The painting has come to auction twice before, with illuminating results.
Brian Boucher ShareShare This Article
The holdings of pop superstar, art collector, and artist David Bowie are headed to auction November 10 at Sotheby’s London, and the prize lot is a canvas by Jean-Michel Basquiat, titled Air Power (1984). It is estimated to sell for as much as £3.5 million ($4.3 million).
Showing a grimacing, full-length figure at the left and a masklike face at the center above a hatchet, among other imagery, the painting stands five and a half feet high; it has been exhibited in public just three times.
The painting has come to auction twice before, according to the artnet Price Database, and the ups and downs in its price might offer a lesson about holding on to prized works. Even as today’s art market has softened, this painting’s story may make you want to take the long view.
In November 1989, the year following Basquiat’s death by drug overdose, Air Power sold for $350,900 at Christie’s New York. Of the 101 Basquiats that came to auction in that year, only three sold for more. (His highest price in 1989 was set at Christie’s by the 10-foot-wide painting Arroz con Pollo, which fetched $484,000, setting an auction record for the artist.)
Bowie would buy the painting six years later at Christie’s London for the relative bargain hammer price of $132,134; correcting for inflation, that would be about $208,800 today.
“Time is a great friend when you’re buying amazing works,” said Sotheby’s head of contemporary art Grégoire Billault, in a phone conversation with artnet News. “Of course it always looks too expensive the day you buy it, since you’re the last one bidding!”
The ups and downs in price was a result of “huge speculation” in the artist’s market immediately following his death, Billault points out.

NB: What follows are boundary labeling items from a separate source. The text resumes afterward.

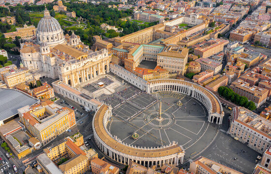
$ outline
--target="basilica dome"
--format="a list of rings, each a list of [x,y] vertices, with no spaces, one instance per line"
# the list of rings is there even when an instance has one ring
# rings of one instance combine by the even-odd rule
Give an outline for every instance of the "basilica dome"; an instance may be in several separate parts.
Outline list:
[[[38,24],[37,38],[40,44],[46,43],[50,46],[56,45],[65,41],[63,30],[58,21],[51,16],[45,9],[44,16]]]

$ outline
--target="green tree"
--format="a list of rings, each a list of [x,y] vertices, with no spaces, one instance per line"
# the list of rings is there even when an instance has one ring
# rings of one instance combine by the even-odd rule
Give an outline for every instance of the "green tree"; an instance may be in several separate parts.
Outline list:
[[[8,58],[4,57],[3,55],[0,55],[0,64],[3,65],[7,63],[8,61]]]
[[[31,21],[31,17],[30,17],[30,16],[28,19],[28,24],[32,25],[32,21]]]
[[[16,46],[16,45],[14,44],[4,44],[4,47],[5,48],[7,49],[11,49],[12,48],[14,48]]]
[[[6,142],[4,142],[3,143],[2,143],[2,144],[1,145],[1,147],[5,147],[7,146],[7,143]]]
[[[6,43],[6,39],[3,38],[0,38],[0,47],[3,47],[4,45]]]
[[[39,80],[37,80],[36,81],[36,83],[37,84],[37,87],[39,87],[42,86],[42,83],[40,82]]]
[[[29,88],[30,88],[30,89],[32,89],[34,88],[32,82],[30,82],[30,84],[29,85]]]
[[[22,19],[22,17],[20,15],[18,15],[17,16],[17,22],[19,24],[23,24],[24,21],[23,21],[23,19]]]
[[[255,110],[256,108],[256,107],[255,105],[255,103],[254,103],[254,102],[252,101],[248,102],[247,103],[247,107],[251,111]]]
[[[56,13],[55,12],[55,10],[54,9],[52,9],[51,12],[50,12],[50,15],[51,15],[51,16],[55,17],[56,16]]]
[[[215,26],[215,22],[210,22],[209,23],[209,27],[214,27],[214,26]]]
[[[7,66],[9,66],[9,65],[11,65],[12,64],[12,63],[6,63],[4,64],[4,67],[6,67]]]
[[[20,41],[19,41],[19,38],[17,36],[15,36],[15,41],[13,41],[13,44],[17,46],[20,46]]]

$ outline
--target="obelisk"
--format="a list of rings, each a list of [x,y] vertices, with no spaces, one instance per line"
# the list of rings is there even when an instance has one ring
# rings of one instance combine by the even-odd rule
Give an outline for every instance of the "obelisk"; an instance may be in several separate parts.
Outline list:
[[[161,120],[162,119],[161,117],[162,115],[162,100],[160,100],[160,104],[159,104],[159,119]]]

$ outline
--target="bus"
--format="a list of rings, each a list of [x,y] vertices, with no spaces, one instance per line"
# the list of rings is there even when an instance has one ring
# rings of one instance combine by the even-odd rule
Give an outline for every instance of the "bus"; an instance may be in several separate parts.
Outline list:
[[[13,165],[13,168],[14,169],[14,171],[15,171],[15,173],[18,173],[18,171],[17,171],[17,168],[16,168],[15,165]]]
[[[7,156],[7,157],[8,158],[8,159],[9,160],[10,160],[10,156],[9,156],[9,155],[8,154],[8,153],[6,153],[6,156]]]

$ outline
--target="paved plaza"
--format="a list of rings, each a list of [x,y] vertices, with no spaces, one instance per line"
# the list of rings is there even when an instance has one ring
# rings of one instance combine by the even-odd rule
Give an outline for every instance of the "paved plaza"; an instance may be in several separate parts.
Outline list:
[[[97,90],[101,89],[102,87],[105,87],[110,85],[113,82],[114,82],[112,80],[109,79],[106,77],[105,77],[100,78],[95,82],[88,84],[83,88],[90,92],[93,92]],[[99,83],[102,83],[103,84],[102,87],[101,87],[99,85]]]
[[[160,100],[162,120],[158,120]],[[179,101],[181,105],[177,105]],[[107,128],[113,136],[140,147],[178,142],[185,151],[185,160],[204,149],[218,130],[217,125],[207,121],[207,111],[199,101],[180,93],[149,94],[129,87],[103,102],[113,108]],[[131,136],[135,132],[139,135],[136,139]]]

Basquiat was a young superstar who had hobnobbed with the likes of Andy Warhol, Madonna, and Keith Haring; his tragic death from a drug overdose would only fuel his mystique.
The art market overall was vibrant in 1989, with the SoHo gallery scene on the rise. There were plenty of people with money to spend, and New York dealer Mary Boone, who first sold Air Power, in 1984, recalls that art was becoming only more and more popular among young Wall Street traders.
“Having a painting was about as normal as having a car,” she said, “whereas before that, that wasn’t always the case.”
By the end of 1990, though, the New York Times would be asking whether the art market boom was over.
Upon seeing an image of the painting, Boone was startled all over again at how good it looked.
“It has everything you want,” she said, pointing out the rich, full composition and painterly brushwork. “Look at the painting in the right-hand side in the middle—all these layers, but it doesn’t get muddy. It’s hard to do that. As he got more and more involved in drugs, the paintings got more minimal. This is from when Andy was alive and he was in good form.”
Warhol would die in 1987, three years after Basquiat painted Air Power.
The Pop artist is part of the reason Bowie first took an interest in the work, Billaut points out. The singer bought the painting a year before the release of Basquiat, Julian Schnabel’s movie about the artist, in which Bowie played a bewigged Warhol.
“Look at the character on the left,” Billault said of Air Power. “That is Bowie with the fright wig, and then the face is Basquiat.”